D-DAY + 40. 14 JUNE 1944. 1020 HOURS.
THE WHITE HOUSE, WASHINGTON, D.C.

“Whatever the price, gentlemen, Do you understand?”

Each of the Joint Chiefs nodded, Army Air Force commander General Hap Arnold the most emphatically.

“All right. Thank you, then. General Groves, you have preparations to make.”

The general thanked the president and excused himself, accepting the plaudits of the chiefs as he departed with rare humility.

While he was waiting for Groves to leave, Roosevelt rolled a pencil between his fingers, a poor substitute for the cigarettes he had given up. He no longer suffered from the physical cravings-the tiny insert in his arm had taken care of those. But he still found himself longing for the familiar ceremony of smoking, the soothing effect of the ritual itself. At times like these it was almost impossible to resist the urge to just go through the motions. He was going to write a long letter to Truman, who was campaigning in Iowa at the moment, telling him exactly what he thought of the tobacco companies and what should be done about them. Assuming Harry won in November.

“You have admirals Spruance and Kolhammer via audio relay,” an aide told him.

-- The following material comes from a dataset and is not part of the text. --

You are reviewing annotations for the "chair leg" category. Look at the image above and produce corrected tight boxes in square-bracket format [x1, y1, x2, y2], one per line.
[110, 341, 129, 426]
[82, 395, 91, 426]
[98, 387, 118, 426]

“Put them on the speaker box,” Roosevelt instructed him. “Everyone needs to be in on this. Lord Halifax, you should stay, too. His Majesty’s government will have a say in this matter.”

The British ambassador smiled and brushed some cookie crumbs from his lap with his one good hand.

The speaker set on the president’s desk crackled before settling back into a sibilant hiss.

“Admiral Spruance, can you hear me?” Roosevelt said.

“Yes, sir,” came the slightly distorted reply. “I’m sorry for the lack of a video link, Mr. President. We’re too far out. I have Admiral Kolhammer with me.”

Kolhammer’s voice crackled out of the box. “Mr. President.”

“And I have the Joint Chiefs and the British ambassador with me,” Roosevelt responded. “Now, tell us about this message from Yamamoto.”

It was Kolhammer who answered.

“The Havoc picked up a wide-area datacast a few hours ago, Mr. President. A few hours after the Soviet Pacific Fleet was destroyed. It was a personal message from Admiral Yamamoto to myself, seeking to make contact to discuss the possibility of a cease-fire, prior to the immediate withdrawal of all Japanese forces to the Home Islands.”

Every man in the room reacted. Admiral King, the U.S. Navy chief, cursed volubly. Lord Halifax raised his eyebrows theatrically. Hap Arnold snorted and General Marshall, the chairman of the Joint Chiefs, shook his head in amazement. Roosevelt, whose whole life had been spent cutting one deal after another, merely bobbed his head up and down.

“I see,” he replied. “And what details do we have of this offer? Is Yamamoto acting on his own? Can he deliver the rest of his general staff? Does he think this is a way to avoid reparations, and trials for war crimes? Will the Japanese submit to occupation?”

It was a hot and brutally humid summer day outside the Oval Office. Hardly a leaf stirred in the still, heavy conditions. Roosevelt wondered what time it was in Kolhammer’s part of the world as he waited for the slightly delayed response.

“On the last matter, Mr. President,” Kolhammer replied, “I would hazard a guess that the Japanese would be only too willing to submit to occupation by our forces, if only to avoid a Soviet takeover.”